Side-by-side comparison
| Parameter | Fourier Series | Fourier Transform |
|---|---|---|
| Input signal type | Periodic signals with period T0 | Aperiodic (non-periodic) signals; also generalised for periodic |
| Output spectrum | Discrete line spectrum at harmonics nf0 | Continuous spectrum X(f) or X(jω) defined for all frequencies |
| Mathematical form | x(t) = Σ cn·e^{j2πnf0t}, n = −∞ to ∞ | X(f) = ∫_{-∞}^{∞} x(t)·e^{-j2πft} dt |
| Coefficients / values | Discrete complex coefficients cn | Continuous complex function X(f) |
| Fundamental requirement | Signal must be periodic (Dirichlet conditions) | Signal must be absolutely integrable or square-integrable |
| Energy/power signal | Applied to power signals (periodic → infinite energy) | Applied to energy signals (finite energy) |
| Relationship | cn = (1/T0)·X(f)|_{f=n/T0} — FS coeffs are samples of FT | FT of periodic signal gives impulses: Σ cn·δ(f − nf0) |
| Real example | Harmonic analysis of 230 V, 50 Hz AC waveform distortion | Spectrum of a single RADAR pulse or a Gaussian window |
| Gibbs phenomenon | Overshoot at discontinuities when series is truncated | Does not apply directly; windowing introduces spectral leakage |
| MATLAB function | Computed via FFT on one period; manual cn formula | fft() on aperiodic signal or freqz() for system response |
Key differences
Fourier Series decomposes a periodic signal into harmonics at integer multiples of f0 = 1/T0; the spectrum is discrete. Fourier Transform handles aperiodic energy signals and produces a continuous spectrum. The deep link: as T0 → ∞ in the FS, harmonics get closer together and the discrete spectrum becomes the continuous FT. For a 50 Hz square wave, FS gives cn = (2A/nπ)sin(nπ/2) at n = 1, 3, 5 … — all odd harmonics. A single square pulse's FT is A·τ·sinc(fτ), a continuous envelope.

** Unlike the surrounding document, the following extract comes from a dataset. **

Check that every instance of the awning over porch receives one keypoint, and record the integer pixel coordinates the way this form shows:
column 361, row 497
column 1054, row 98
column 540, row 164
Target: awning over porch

When to use Fourier Series
Use Fourier Series when the signal is periodic — for example, analysing the harmonic content of the output of a PWM inverter to check compliance with IEEE 519 harmonic standards.

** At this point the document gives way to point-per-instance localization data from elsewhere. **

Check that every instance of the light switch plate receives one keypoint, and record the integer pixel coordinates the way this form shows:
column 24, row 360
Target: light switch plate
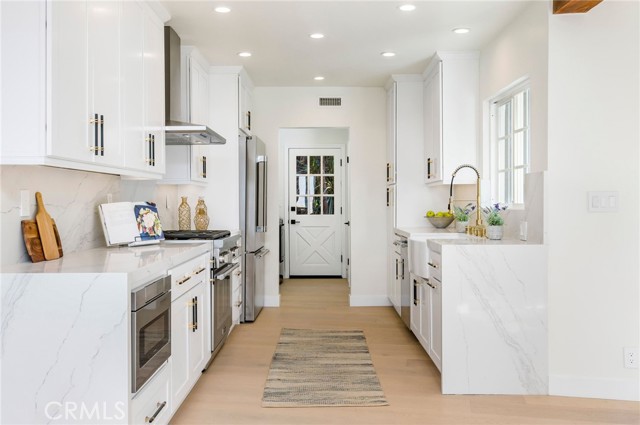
column 600, row 201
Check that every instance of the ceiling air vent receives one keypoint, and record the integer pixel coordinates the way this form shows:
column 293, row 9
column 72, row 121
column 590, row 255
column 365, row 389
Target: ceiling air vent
column 330, row 101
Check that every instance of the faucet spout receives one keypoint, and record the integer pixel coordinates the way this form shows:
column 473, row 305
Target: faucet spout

When to use Fourier Transform
Use the Fourier Transform when the signal is aperiodic — for example, finding the bandwidth of a single Gaussian pulse used in ultra-wideband (UWB) radar where the pulse duration is 1 ns.
Recommendation
For university exams, choose Fourier Series for any periodic waveform and Fourier Transform for single pulses or decaying signals. If the problem says "find the spectrum" without specifying, check periodicity first. For GATE, the relationship cn = X(nf0)/T0 is a guaranteed 2-mark question.

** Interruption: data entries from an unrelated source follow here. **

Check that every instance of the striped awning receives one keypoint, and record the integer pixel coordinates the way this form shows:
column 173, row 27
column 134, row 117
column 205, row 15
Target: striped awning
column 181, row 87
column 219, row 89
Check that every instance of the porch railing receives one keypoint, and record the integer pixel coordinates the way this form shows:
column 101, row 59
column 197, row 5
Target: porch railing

Exam tip: Examiners ask you to find FS coefficients of a full-wave rectified sine and then sketch the spectrum — show discrete lines at 0, 2f0, 4f0 (no odd harmonics) and label cn magnitudes.
Interview tip: Interviewers ask why we can't use the regular Fourier Series for a non-periodic signal — explain that a non-periodic signal has no f0, so harmonics have no meaning; you need the continuous FT integral instead.